Les personnages, qu'il a suivis durant 6 ans, vivent dans une petite commune de l'Hérault, Saint-Pons-de-Thomières, où la fête de la chataigne, suivie de la fête du cochon, rythment la vie des quelques 2000 personnes qui y résident. C'est pourtant là qu'en 2009, après des mois d'enquête, le parquet anti-terroriste de Paris a décidé d'envoyer des dizaines de policiers pour procéder à l'interpellation de 11 personnes, parmi lesquelles le buraliste, le dentiste, l'ancien proviseur ou encore le plombier du village. Tous étaient soupconnés de faire partie de la mystérieuse "Cellule 34" qui depuis plusieurs mois adressait des lettres de menaces accompagnées de balles de 9mm à de nombreuses personnalités politiques dont le président Nicolas Sarkozy ou la ministre de l'intérieur Michèle Alliot-Marie. On était juste après Tarnac en plein délire autour des "mouvances de l'ultra-gauche".

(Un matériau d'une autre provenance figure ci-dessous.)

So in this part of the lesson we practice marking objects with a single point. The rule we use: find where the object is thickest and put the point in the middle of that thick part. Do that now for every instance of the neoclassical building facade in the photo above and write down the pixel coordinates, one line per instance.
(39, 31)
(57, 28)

C'est le point de départ du film d'Olivier Azam, co-fondateur de la coopérative audiovisuelle Les Mutins de Pangée, à qui l'on doit, entre autres, les films Chomsky et cie et plus récemment Howard Zinn, une histoire populaire américaine. Le récit de leur arrestation et de leur garde à vue (72 heures pour le cerveau présumé, le buraliste Pierre Blondeau) est à se tordre de rire alors qu'il devrait plutôt faire froid dans le dos. Mais le plus important c'est qu'il donne l'occasion au réalisateur de nous montrer ce qu'on ne voit que très rarement. Des gens qui luttent quotidiennement avec une détermination sans faille pour leurs idées, pour le bien commun, qui consacrent toute leur énergie militante à résoudre des problèmes extrèmement concrets, à un niveau certes très local, mais qui nous concernent tous. Des gens qui n'attendent pas le Grand Soir pour agir (même s'ils l'espèrent) et qui ont face à eux un système politique totalement gangréné par le cumul des mandats et le clientélisme... Des emmerdeurs qui harcèlent le sous-préfet et le commandant de gendarmerie quasi quotidiennement mais dont la profondeur de l'engagement n'a d'égal qu'un sens de l'humour irrésistible.
Bref, quand les choses tourneront mal vous saurez où me trouver. Sur la terrasse de Pierre Blondeau, juste au dessus du tabac-librairie "la Cigale", avec probablement un verre de rouge à la main.